Nel nostro caso, la fondazione dell’edificio umano, se lo vogliamo più ugualitario, parte dalle asimmetrie di potere e, torno a ripeterlo, dalla questione “domestica” come veniva proposta oltre 50 anni fa dalle specialiste come Mariarosa, Selma, Laura…, così poco considerate dai capoccioni dell’epoca.
Sfortunatamente vediamo che ancora oggi, anche nel mondo detto progressista, si fa fatica a capire quale sia l’ordine delle priorità. Da qualche anno si è scoperta l’agroecologia, e se provate a fare una ricerca sul web con le parole femminismo e agricoltura, saltano fuori moltissimi esempi di persone, uomini e donne di “sinistra”, che presentano l’agroecologia come una risposta femminista al dominio maschile.
Se però andate a leggere con attenzione quegli articoli, alla fine della fiera ci si limita a parlare di tecniche agricole più rispettose dell’ambiente e, a volte, di gruppi di donne che si sono messe assieme per portare avanti dei progetti agroecologici. Questo non costituisce un’alternativa. È solo una tecnica agricola, certamente migliore dei disastri ambientali dell’agricoltura “moderna”, ma che, al fondo, non dice nulla sui rapporti uomo-donna non solo nel campo ma, soprattutto, all’interno del nucleo sociale di base: la famiglia. Un’agroecologia che non ponga al centro un cambio radicale di rapporti nella sfera domestica, a me francamente non mi dice nulla di particolarmente progressista.
Quindi dobbiamo separare questa passione per l’agroecologia da quella, più fondamentale, della questione patriarcale.
Qualche giorno fa ho condiviso una griglia iniziale di compiti domestici e una serie di colonne per capire chi le esegua: l’idea è di usare uno strumento di questo tipo in quei movimenti che si credono all’avanguardia della riflessione agricolo-ambientale e di genere, perché analizzino all’interno dei loro partecipanti e membri, quali sono i rapporti di forza reali in seno al nucleo domestico.
Voglio sognare che un giorno queste associazioni, Leghe di vario tipo, Partiti e magari anche grandi movimenti contadini, inizieranno a mettere ordine in casa propria, spingendo cioè i loro simpatizzanti a cambiare registro a casa loro, non tanto per dare un “salario” al lavoro domestico, ma per capire che devono prendersi la loro metà di responsabilità, così da liberare tempo per le donne per poter fare quello che loro vogliono. Immaginate una Via Campesina, che rivendica di rappresentare 200 milioni di contadini (quindi una metà di donne), che riesca a far cambiare modo di fare (certificato dalle compagne – mogli) ai membri maschili, così da chiuderla una volta per tutte con la violenza di genere (ben conosciuta negli asentamentos della riforma agraria in Brasile) e con la possibilità di presentarsi al mondo come un vero movimento democratico.

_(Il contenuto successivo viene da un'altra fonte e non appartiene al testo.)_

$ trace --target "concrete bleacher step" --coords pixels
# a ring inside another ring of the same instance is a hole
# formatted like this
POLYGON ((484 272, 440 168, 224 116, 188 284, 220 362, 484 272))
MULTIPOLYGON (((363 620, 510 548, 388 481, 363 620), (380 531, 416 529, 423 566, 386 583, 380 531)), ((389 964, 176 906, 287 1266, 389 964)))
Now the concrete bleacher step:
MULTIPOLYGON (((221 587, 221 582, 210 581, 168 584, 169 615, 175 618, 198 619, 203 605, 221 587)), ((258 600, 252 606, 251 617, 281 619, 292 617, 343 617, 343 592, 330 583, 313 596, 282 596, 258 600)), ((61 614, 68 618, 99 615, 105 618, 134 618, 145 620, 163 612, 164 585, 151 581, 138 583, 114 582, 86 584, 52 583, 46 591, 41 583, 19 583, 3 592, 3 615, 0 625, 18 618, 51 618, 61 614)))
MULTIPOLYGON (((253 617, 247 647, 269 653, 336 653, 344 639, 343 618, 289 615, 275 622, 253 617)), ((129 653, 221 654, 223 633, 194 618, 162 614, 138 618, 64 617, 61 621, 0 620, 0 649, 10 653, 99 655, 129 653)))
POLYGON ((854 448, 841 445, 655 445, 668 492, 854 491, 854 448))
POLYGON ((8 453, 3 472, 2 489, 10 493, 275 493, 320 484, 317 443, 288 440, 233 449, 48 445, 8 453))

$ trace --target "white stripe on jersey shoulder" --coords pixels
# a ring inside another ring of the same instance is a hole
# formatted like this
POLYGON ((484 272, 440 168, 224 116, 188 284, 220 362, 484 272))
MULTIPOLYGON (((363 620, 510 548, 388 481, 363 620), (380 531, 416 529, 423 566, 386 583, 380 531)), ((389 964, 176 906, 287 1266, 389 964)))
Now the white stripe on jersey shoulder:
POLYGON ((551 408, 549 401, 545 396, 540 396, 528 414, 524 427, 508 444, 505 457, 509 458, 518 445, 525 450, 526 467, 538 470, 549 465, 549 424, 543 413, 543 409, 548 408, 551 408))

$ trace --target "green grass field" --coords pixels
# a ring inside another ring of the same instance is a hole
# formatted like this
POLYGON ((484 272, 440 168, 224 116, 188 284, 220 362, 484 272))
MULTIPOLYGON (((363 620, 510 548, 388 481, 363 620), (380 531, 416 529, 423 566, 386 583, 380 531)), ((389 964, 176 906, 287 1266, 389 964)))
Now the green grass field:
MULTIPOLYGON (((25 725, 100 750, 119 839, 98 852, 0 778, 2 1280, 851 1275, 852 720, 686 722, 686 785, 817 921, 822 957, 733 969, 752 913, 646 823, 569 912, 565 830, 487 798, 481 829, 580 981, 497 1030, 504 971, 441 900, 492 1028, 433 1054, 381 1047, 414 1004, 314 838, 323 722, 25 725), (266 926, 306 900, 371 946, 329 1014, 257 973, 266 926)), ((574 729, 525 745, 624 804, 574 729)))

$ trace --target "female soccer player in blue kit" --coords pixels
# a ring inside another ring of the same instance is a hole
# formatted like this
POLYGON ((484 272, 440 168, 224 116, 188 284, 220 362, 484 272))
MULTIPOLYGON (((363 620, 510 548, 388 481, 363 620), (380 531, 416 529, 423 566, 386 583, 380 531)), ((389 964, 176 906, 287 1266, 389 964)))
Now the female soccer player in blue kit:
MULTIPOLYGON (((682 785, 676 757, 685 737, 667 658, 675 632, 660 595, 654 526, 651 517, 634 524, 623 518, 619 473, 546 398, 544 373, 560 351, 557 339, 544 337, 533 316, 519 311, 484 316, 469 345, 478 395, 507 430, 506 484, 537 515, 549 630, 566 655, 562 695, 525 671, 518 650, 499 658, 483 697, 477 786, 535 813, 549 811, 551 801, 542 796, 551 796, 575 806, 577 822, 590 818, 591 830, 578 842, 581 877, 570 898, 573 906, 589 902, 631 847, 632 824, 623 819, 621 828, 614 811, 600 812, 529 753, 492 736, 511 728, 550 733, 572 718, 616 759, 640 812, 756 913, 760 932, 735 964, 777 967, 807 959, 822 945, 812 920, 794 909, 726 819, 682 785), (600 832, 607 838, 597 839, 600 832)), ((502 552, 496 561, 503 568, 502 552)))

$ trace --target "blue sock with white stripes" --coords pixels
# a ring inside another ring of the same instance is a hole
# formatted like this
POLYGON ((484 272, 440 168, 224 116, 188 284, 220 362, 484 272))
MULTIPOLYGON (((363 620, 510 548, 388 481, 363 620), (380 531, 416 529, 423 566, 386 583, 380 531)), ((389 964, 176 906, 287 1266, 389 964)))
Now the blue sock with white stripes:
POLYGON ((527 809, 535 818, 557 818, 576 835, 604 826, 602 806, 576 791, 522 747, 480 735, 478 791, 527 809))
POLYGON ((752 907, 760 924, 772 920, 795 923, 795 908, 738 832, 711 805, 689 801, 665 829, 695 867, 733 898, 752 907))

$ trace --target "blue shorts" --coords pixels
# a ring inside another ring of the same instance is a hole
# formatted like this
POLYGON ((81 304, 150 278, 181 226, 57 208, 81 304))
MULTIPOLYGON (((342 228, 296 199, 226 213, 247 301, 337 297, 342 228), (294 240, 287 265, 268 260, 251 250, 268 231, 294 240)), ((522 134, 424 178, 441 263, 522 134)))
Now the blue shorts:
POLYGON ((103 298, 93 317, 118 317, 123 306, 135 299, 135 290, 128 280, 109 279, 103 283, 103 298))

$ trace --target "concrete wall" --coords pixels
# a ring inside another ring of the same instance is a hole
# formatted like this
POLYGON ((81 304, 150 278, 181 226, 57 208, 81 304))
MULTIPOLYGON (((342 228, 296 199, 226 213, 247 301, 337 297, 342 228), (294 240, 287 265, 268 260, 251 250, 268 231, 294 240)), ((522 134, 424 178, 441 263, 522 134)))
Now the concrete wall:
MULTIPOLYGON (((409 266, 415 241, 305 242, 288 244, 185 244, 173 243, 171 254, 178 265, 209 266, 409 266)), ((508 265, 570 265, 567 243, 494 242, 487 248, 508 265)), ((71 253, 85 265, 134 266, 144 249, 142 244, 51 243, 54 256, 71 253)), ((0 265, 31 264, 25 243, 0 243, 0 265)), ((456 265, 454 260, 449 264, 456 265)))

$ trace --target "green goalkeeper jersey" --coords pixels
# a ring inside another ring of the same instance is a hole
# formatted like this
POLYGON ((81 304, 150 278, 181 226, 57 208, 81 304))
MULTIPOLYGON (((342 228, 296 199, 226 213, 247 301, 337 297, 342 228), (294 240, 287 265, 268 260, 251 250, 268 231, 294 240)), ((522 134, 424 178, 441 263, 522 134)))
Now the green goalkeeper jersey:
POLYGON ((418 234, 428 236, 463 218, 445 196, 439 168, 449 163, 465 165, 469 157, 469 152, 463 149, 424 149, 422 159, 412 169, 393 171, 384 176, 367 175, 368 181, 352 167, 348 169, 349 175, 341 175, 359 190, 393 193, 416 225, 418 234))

Dare più spazio alle donne, attraverso una condivisione dei compiti della sfera domestica, permetterebbe anche di arrivare a discutere di nuovi modi d’azione, grazie a un pensiero differente che potrebbe farsi strada anche nelle dirigenze di questi movimenti.
Non crediate che stia dicendo che le donne sono migliori. Semplicemente sono diverse e noi dobbiamo imparare primo ad accettare le loro diversità, secondo a costruire assieme nelle diversità, rispettando anche queste portatrici di altre idee e visioni.
Da oggi inizia il lavoro che, fra un paio d’anni o forse prima, ci porterà a un nuovo capitolo di questa riflessione, iniziata con Quando Eva bussa alla porta.
Un abbraccio a tutte/i le/i possibili interessate a contribuire.